After all, it’s hard for a man to admit there are things he can no longer pull off, whether it’s starting a career as a blue-mohawked rocker, picking up twenty-one-year-old co-eds at a college bar, or holding his own during in a physical contest with three lousy punks.
Suddenly I straighten up and signal I’m ready to continue. I’m not going down without a fight.
This is no longer four guys playing some insignificant pick-up game. It’s cassette players vs. iPods, Pac-Man vs. Lethal Judgment 4, Chuck Taylors vs. Whatever-$200-sneakers-the kids-wear-nowadays. And even my own teammate is the enemy here
After I receive the in-bound pass Headband keeps swatting at the ball, figuring he can slap it from my cement fingers again, but I dribble protectively. I spot Swizzle dancing around the perimeter before breaking free of Lenny then screaming for the ball. Apparently, this is too important a shot to be entrusted to the Old Guy.

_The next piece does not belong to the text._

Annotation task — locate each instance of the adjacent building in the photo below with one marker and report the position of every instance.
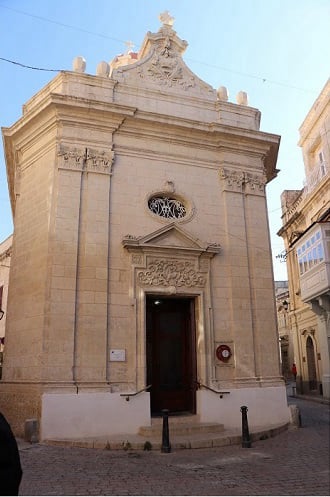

But I reach into my limited arsenal and attempt a move I haven’t used since Ronald Reagan ruled the free world. I take a stutter step to my left, then swiftly execute a jerky pirouette back toward my right all while launching the ball in a sort of spinning, leaping hook shot. I invented it years ago to completely befuddle the defender.
And befuddle him it does here, as I let the shot go. Only thing is, I heave the thing at least fifteen feet higher than I have to. It flies out of my hand like a grenade soaring toward an enemy foxhole, then pauses in mid-air well above the backboard before beginning its downward arc directly over the basket and swishing straight through the net.
Everyone stands nailed to the court slack-mouthed and shell-shocked, not knowing if they had just witnessed a flawless secret weapon unleashed at the perfect moment or the luckiest fluke of a carnival shot since Dr. Naismith first nailed a peach basket to a gymnasium wall.
I offer up my knuckles to each player in what turns out to be some awkward fist bumping, muttering ‘good game’ with each tap, then pick up my Spalding and stride off the court, surprisingly rejuvenated for a man close to flopping down on the pavement only moments ago.
I know I’ll be out there again next week, happy enough to return to my solitary corner of the court shooting free throws, in competition only with myself.
As I swing open the chain link gate door it croaks its resistance and I shut it behind me with a metallic click.